This heightens the effect of elevated stress levels on their own bodies, placing caregivers at risk for current and future health problems.
Mild cognitive impairment (MCI), a transitional stage between normal age-related cognitive changes and early stages of Alzheimer’s disease, is characterized by changes in memory that may not interfere with everyday activities but can cause frustration and anxiety among persons with the impairment and their family members.
Results of the team’s research are reported in Journals of Gerontology Series B: Psychological Sciences and Social Sciences, and particularly note the involvement of rising cortisol levels in caregiver samples. Cortisol is a hormone produced by the body as the outside stress it is subjected to increases.
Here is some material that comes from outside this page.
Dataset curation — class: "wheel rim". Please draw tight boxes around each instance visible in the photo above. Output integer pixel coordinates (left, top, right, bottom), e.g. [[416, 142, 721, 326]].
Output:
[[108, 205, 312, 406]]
“Providing support for a relative encountering cognitive difficulties often requires significant changes in everyday roles and responsibilities,” said Tina Savla of Christiansburg, Va., assistant professor of human development in the College of Liberal Arts and Human Sciences. “These changes take a toll on family relationships and psychological health, and carry consequences for the care partner’s physical health.”
According to Savla, “Dealing with the day-to-day issues of living with a person with MCI can allow little time for recovery and may tax one’s hypothalamic-pituitary-adrenal (HPA) system. The dysregulation in this system likely contributes to illnesses by further distressing the cardiovascular, metabolic, and immune functions.”
In order to compile study data, Savla’s team made phone calls to 30 spouse care partners on seven consecutive days to find out how their time had been spent that day, interactions with their spouse and other family members, and their mood as well as their spouse’s mood and behavior throughout the day. Saliva samples were also collected from the caregivers on four study days to measure cortisol levels.
The team discovered that when behavioral problems escalated, typically during the late afternoon and early evening hours, caregivers found it necessary to cut back on or ignore their own scheduled chores, leaving a backlog of unfinished business and increasing caregiver frustration and distress. This effect was further multiplied when negative interactions with their partners increased as a result, and fewer positive interactions took place.
Difficulties and reactions reported during the daily interviews were confirmed by assaying saliva for cortisol, a stress-related hormone. Savla suggests that caregivers “are having stress reactions that may put them at greater risk for physical health problems.” Her research team found elevated cortisol levels throughout the day with a slower rate of decline, typically linked with other diseases.
“The care partner-to-caregiver trajectory is potentially long in duration and continuously challenging in scope,” said Savla. “Helping caregivers learn effective stress management techniques early on may be particularly beneficial for their physical health and psychological well-being, thus enhancing their capacity to continue providing assistance to and care for the person with cognitive impairment over the long term.”
Other researchers involved in this study include Karen A. Roberto, director of the Center for Gerontology and Institute for Society, Culture and Environment; Rosemary Blieszner, Alumni Distinguished Professor of Human Development and associate dean of the Graduate School; Matthew Cox of Blacksburg, Va., a doctoral student in the Department of Psychology in the College of Science; and Frank Gwazdauskas, David and Margaret Lincicome Professor Emeritus of Dairy Science in the College of Agriculture and Life Sciences.
The Alzheimer’s Association and the Commonwealth of Virginia Alzheimer’s and Related Diseases Research Award Fund supported this research.